Edward Kennedy “Duke” Ellington was born April 29th, 1899 in Washington, DC to James Edward Kennedy and Daisy Kennedy Ellington, who were both pianists. He was a composer, pianist, and jazz-orchestra leader and his career spanned more than fifty years; he led his orchestra from 1923 until his death.
Although he was born in DC, he was based in New York City from the mid-1920s onwards, and gained a national profile through his orchestra’s appearances at the Cotton Club. In the 1930s, they toured Europe.
Ellington’s father James was born in Lincolnton, North Carolina on April 15th, 1879 and moved to DC in 1886 with his parents. His mother was born in DC on January 4th, 1879, and was the daughter of former slave. Daisy and James were both pianists: Daisy primarily played parlor songs and James preferred operatic songs. The family lived with Ellington’s maternal grandparents at 2129 Ida Place NW (now Ward Place) in the West End neighborhood.
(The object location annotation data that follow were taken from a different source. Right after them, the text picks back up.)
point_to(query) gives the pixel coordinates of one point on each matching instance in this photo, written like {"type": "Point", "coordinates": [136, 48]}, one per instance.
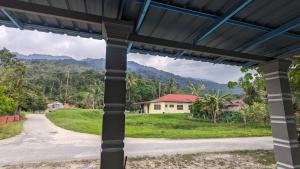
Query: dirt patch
{"type": "Point", "coordinates": [192, 161]}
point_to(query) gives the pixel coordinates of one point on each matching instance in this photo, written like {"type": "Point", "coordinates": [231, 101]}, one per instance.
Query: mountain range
{"type": "Point", "coordinates": [144, 71]}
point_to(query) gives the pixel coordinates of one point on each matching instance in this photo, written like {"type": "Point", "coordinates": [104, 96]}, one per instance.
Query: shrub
{"type": "Point", "coordinates": [198, 112]}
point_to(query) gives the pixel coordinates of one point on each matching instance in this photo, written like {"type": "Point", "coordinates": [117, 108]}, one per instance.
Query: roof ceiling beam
{"type": "Point", "coordinates": [55, 29]}
{"type": "Point", "coordinates": [196, 48]}
{"type": "Point", "coordinates": [215, 17]}
{"type": "Point", "coordinates": [43, 10]}
{"type": "Point", "coordinates": [140, 20]}
{"type": "Point", "coordinates": [276, 32]}
{"type": "Point", "coordinates": [12, 18]}
{"type": "Point", "coordinates": [222, 20]}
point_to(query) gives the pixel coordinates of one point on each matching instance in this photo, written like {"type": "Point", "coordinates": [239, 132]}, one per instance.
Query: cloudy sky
{"type": "Point", "coordinates": [30, 42]}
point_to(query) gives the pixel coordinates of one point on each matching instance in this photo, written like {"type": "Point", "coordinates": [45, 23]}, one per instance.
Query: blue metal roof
{"type": "Point", "coordinates": [267, 28]}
At the age of seven, Ellington began taking piano lessons from Marietta Clinkscales. Daisy surrounded her son with dignified women to reinforce his manners and teach him to live elegantly. His childhood friends noted that “his casual, offhand manner, his easy grace, and his dapper dress gave him the bearing of a younger nobleman,” and they began calling him Duke. Ellington credited his friend Edgar McEntree for the nickname:
I think he felt that in order for me to be eligible for his constant companionship, I should have a title. So he called me Duke.
Ellington attended Armstrong Technical High School, and his first job was selling peanuts at Washington Senators baseball games.
Ellington began listening to, watching, and imitating ragtime pianists, not only in DC, but also in Philadelphia and Atlantic City, where he vacationed with his mother during the summer. Dunbar High School teacher Henry Lee Grant gave him private lessons in harmony, and with the additional guidance of another DC pianist Oliver “Doc” Perry, he learned to read sheet music, project a professional style, and improve his technique. Ellington started to play gigs in cafes and clubs in and around DC and his attachment became so strong that he turned down an art scholarship to the Pratt Institute in Brooklyn in 1916. Three months before graduating, Ellington dropped out of Armstrong Manual Training School, where he was studying commercial art.
Ellington played throughout the DC area and Virginia for private society balls and embassy parties. His band, The Duke’s Serenaders, included his childhood friend Otto Hardwick, who started on string bass, then moved to C-melody sax and finally settled on alto saxophone; Arthur Whesol on trumpet; Elmer Snowden on banjo; and Sonny Greer on drums.
Ellington married his high school sweetheart Edna Thompson (d. 1967) on July 2nd, 1918 when he was nineteen. Shortly after their marriage, Edna gave birth to their son Mercer Kennedy Ellington on March 11th, 1919. His wife and son joined him in NYC in the late 1920s, but the couple soon permanently separated. According to her obituary in Jet magazine, she was “[h]omesick for Washington” and returned to DC.
Ellington died from lung cancer and pneumonia on May 29th, 1974, a month after his 75th birthday. His last words were:
Music is how I live, why I live and how I will be remembered.